Grazie alla vittoria del PCI e del PSI nella primavera del 1975, Bruno Ferraris varca il portone del palazzo di 8 piani di cemento, ferro e vetro di Corso Stati Uniti 21 (edificio appena demolito) sede dell’Assessorato regionale all’Agricoltura e Foreste, che contava, tra l’Assessorato in centro a Torino e più di una ventina di sedi periferiche, ubicate in tutte le province piemontesi, oltre 600 dipendenti.
Bruno Ferraris sapeva di doversi muovere con delicatezza ma altrettanta fermezza e determinazione in un ambiente a lui (e ai partiti di sinistra) certamente sfavorevole: i funzionari, i quadri e i dirigenti, la cui gran parte proveniva dai ruoli dello Stato, quindi ministeriali, si sentivano per necessità legati al grande carro della Coldiretti e, di conseguenza, della Democrazia Cristiana, da cui avevano atteso ordini e suggerimenti senza discutere.
E’ quindi facile intuire come questi funzionari e dirigenti si potevano sentire un po’ sperduti per non aver più come referente un politico della Democrazia Cristiana, che amministrava in Regione fino a quel momento: tra il 1970 e il 1975, in realtà con ancora pochi poteri perché le deleghe statali giunsero solo nel 1977, ma al governo in quasi tutte le province e in tantissimi comuni piemontesi e che in tutto il Paese deteneva un potere enorme nel settore agricolo.

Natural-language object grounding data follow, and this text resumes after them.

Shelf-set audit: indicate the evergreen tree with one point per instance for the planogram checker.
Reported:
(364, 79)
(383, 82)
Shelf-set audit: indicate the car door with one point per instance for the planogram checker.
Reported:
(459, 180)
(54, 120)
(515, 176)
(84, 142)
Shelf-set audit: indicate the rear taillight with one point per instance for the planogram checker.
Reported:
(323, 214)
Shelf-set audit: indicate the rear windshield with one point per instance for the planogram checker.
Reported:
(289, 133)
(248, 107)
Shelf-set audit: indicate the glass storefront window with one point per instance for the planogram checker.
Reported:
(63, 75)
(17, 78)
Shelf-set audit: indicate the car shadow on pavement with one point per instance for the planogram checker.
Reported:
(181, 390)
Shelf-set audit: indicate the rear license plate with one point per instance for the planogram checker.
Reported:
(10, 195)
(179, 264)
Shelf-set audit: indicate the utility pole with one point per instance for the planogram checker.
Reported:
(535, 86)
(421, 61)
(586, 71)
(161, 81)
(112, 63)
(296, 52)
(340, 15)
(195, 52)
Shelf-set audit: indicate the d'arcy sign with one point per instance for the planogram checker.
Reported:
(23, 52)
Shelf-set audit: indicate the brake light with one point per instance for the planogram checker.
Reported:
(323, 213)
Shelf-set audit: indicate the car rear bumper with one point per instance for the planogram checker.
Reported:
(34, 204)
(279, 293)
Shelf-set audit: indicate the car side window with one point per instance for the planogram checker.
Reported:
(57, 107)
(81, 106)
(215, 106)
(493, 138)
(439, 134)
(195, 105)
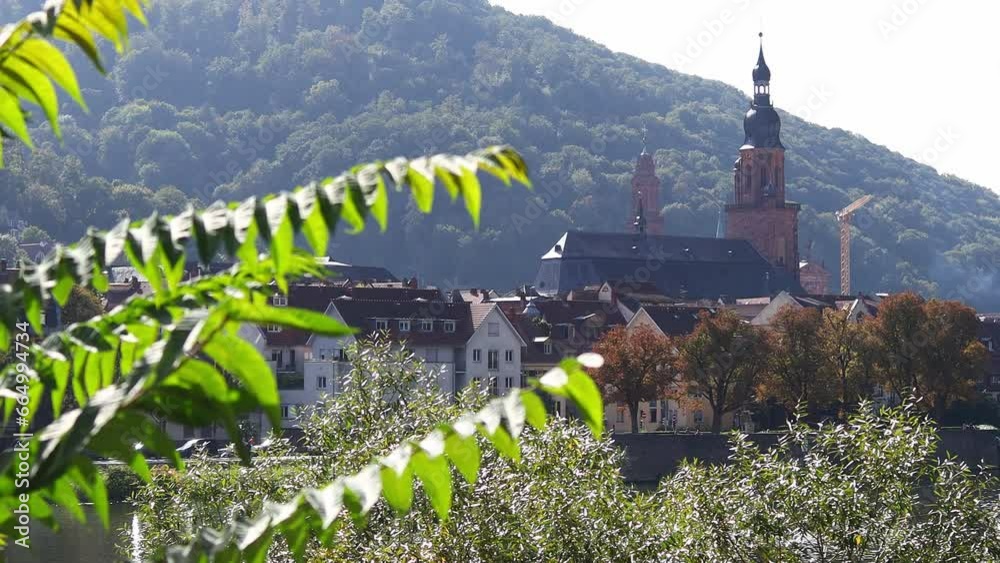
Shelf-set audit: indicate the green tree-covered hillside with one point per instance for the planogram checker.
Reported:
(225, 98)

Ferraris già tre mesi dopo il suo insediamento allontanò qualche funzionario “chiacchierato” (che appunto aveva conosciuto nel suo precedente ruolo di responsabile della sua associazione), creò intorno a sé un gruppo di consulenti esterni (quasi tutti a titolo gratuito) ed un piccolo gruppo di funzionari, alcuni giovanissimi, con cui iniziò a lavorare alacremente.
Questo gruppo di persone eticamente responsabili, avendo a cuore l’interesse dell’ente sopra ogni cosa, si mise al lavoro; ma Ferraris, volendo allacciare un nuovo e proficuo rapporto con la struttura interna, valorizzò alcuni dirigenti seri e professionalmente preparati, realizzando nel corso dei 10 anni successivi le politiche più importanti nel settore dell’Agricoltura, delle Foreste e della Montagna piemontese e non solo piemontese.
Qui giova ricordare l’amicizia e la stima che Bruno Ferraris aveva per il ministro dell’agricoltura del tempo: Giovanni Marcora. I due si chiamavano regolarmente al telefono per concordare su alcuni temi perché la stima era reciproca, nonostante Marcora fosse un democristiano ma, come Bruno, partigiano nelle ultime fasi dell’occupazione nazifascista nella sua regione.
I due seppero instaurare un rapporto determinante, ricco di contenuti. Mentre il ruolo della Coldiretti e delle Associazioni in generale tendeva a normalizzarsi e a diventare meno aggressivo sulle istituzioni regionali, le Regioni (e la nostra in particolare) seppero costruirsi un percorso legislativo e normativo in grado di essere altamente funzionale per rendere l’agricoltura italiana più moderna e competitiva.
Ancora non si parlava di Conferenza dei Presidenti delle Regioni italiane, né era ancora nata la conferenza Stato – Regioni, ma il germe per la collaborazione interregionale in agricoltura nasce proprio in questi momenti, di grande fermento.